From a political and economic standpoint, 2019 was a challenging and interesting year for the Latin American region, but the region still finished strong. The S&P Latin America 40, Latin America’s blue-chip index, ended Q4 with a return of 9.0%, and it was up 13.9% for the year. Small-cap stocks in the region fared well, helping the broad S&P Latin America BMI return 11.1% for the quarter and nearly 22% for the year. Despite the strong performance, Latin American indices still lagged some of the global equity indices. The S&P 500® returned 9.1% for the quarter and an outstanding 31.5% for the year. The S&P Global 1200 yielded 8.9% for the quarter and 28% for the year. The S&P Emerging BMI also had a great year (up 19.9%), but still underperformed Latin America (as measured by the S&P Latin America BMI).
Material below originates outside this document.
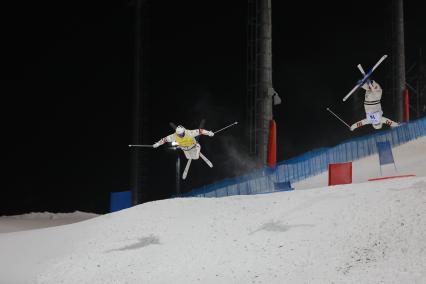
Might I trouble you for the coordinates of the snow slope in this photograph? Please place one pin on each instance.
(40, 220)
(371, 232)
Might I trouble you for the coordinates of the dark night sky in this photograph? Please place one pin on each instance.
(67, 95)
In 2019, all 11 GICS® sectors for Latin America posted positive returns, as measured by the S&P Latin America BMI Sector Indices. Some sectors yielded considerable returns; Health Care gained 22.0% for the quarter and was up 72.2% for the year. Information Technology and Real Estate were next, yielding 43.5% and 42.3% for the year, respectively. Materials had a strong quarter, returning 16%, which helped to bring the sector into positive territory for the year, ending with a mere 4.4%—the lowest annual return of the sectors.
Besides sectors, it is clear that Brazil’s positive performance was a big contributor to the overall performance of the region. Brazil not only had a stellar quarter with the local benchmarks, as the IBrX 100 and the S&P Brazil BMI both yielded around 11%, but the country also had a banner year, providing returns in the mid-30% range in local currency terms.
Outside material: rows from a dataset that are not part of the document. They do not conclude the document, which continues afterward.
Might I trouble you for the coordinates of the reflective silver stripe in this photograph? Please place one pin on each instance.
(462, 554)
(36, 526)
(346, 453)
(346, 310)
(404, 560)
With the growing trend of factor indices in Brazil, we see that most did well for the year, and in most cases returns were above 40% in local currency and USD. However, the risk data was also high, particularly for the USD-denominated indices. Local investors took on less risk when removing the currency exchange rate from the performance calculation.
Chile was the worst performer amid the political unrest the country underwent during the last quarter. No headline index was unscathed, and they all ended the quarter and the year in the red. Hardest hit were mid-cap stocks, as measured by the S&P/CLX IGPA MidCap, which lost 14% for the quarter. The banking sector was hit particularly hard, with losses of 21%, as measured by the S&P/CLX Banks Index. The S&P/CLX Utilities & Telecom Index surprisingly gained 7.5% for the quarter and nearly 16% for the year.
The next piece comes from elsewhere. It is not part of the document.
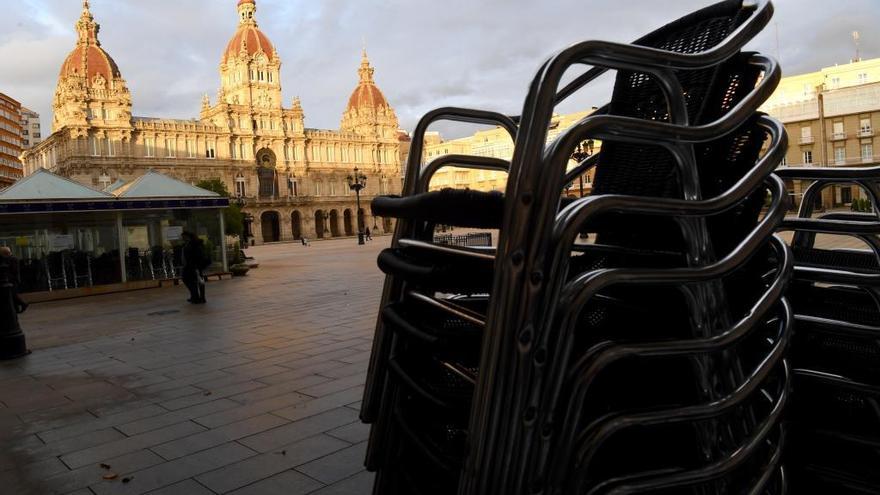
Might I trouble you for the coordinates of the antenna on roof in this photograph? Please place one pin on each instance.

Mexico, the second-largest market in the region after Brazil, had a good year. Mexico’s flagship index, the S&P/BMV IPC, returned 1.2% for the quarter and 4.6% for the year. The S&P/BMV FIBRAS Index, which seeks to track the performance of the local real estate income trust stocks, and the recently launched S&P/BMV Ingenius Index, which is designed to measure 12 of the most innovative companies in the world trading in Mexico, each had returned over 40% for the year. For the quarter, the S&P/BMV China SX20 Index had the best return, up 10.8%.
Among factor indices in local currency, the S&P/BMV IPC CompMx Short-Term Momentum Index and the S&P/BMV IPC CompMx Quality Index (each with 15 stocks representing the top companies within each factor) had returns of 16.5% and 18.4% for the year, both with relatively low risk.
Argentina was the most volatile market in the region in 2019, mostly triggered by the extreme depreciation of the Argentinian peso, the continuous increases in inflation rates, and the uncertainty following the recent change in government. For the year, the S&P MERVAL Index returned 37.6% in ARS. The Argentinian market generated the highest volatility data of the region, as the three- and five-year risk rates based on standard deviation for the S&P/BYMA Argentina General Index were 42% and 38%, respectively.
Finally, markets in Colombia and Peru had good years. The flagship indices, the S&P Colombia Select Index and the S&P/BVL Peru General Index returned 30.0% and 6.1% in local currency terms, respectively.
As a recap for the year, Exhibit 1 shows the performance of the three Latin American regional indices compared with other global equity markets and regions, based on monthly returns. Overall, we found that the markets were steady; the ups and downs were not as drastic as the previous year. The last month was particularly intense for Latin America, as the region experienced a strong recovery.
With the new year, new challenges and new opportunities arise. It will be interesting to see the development of these markets in the coming months.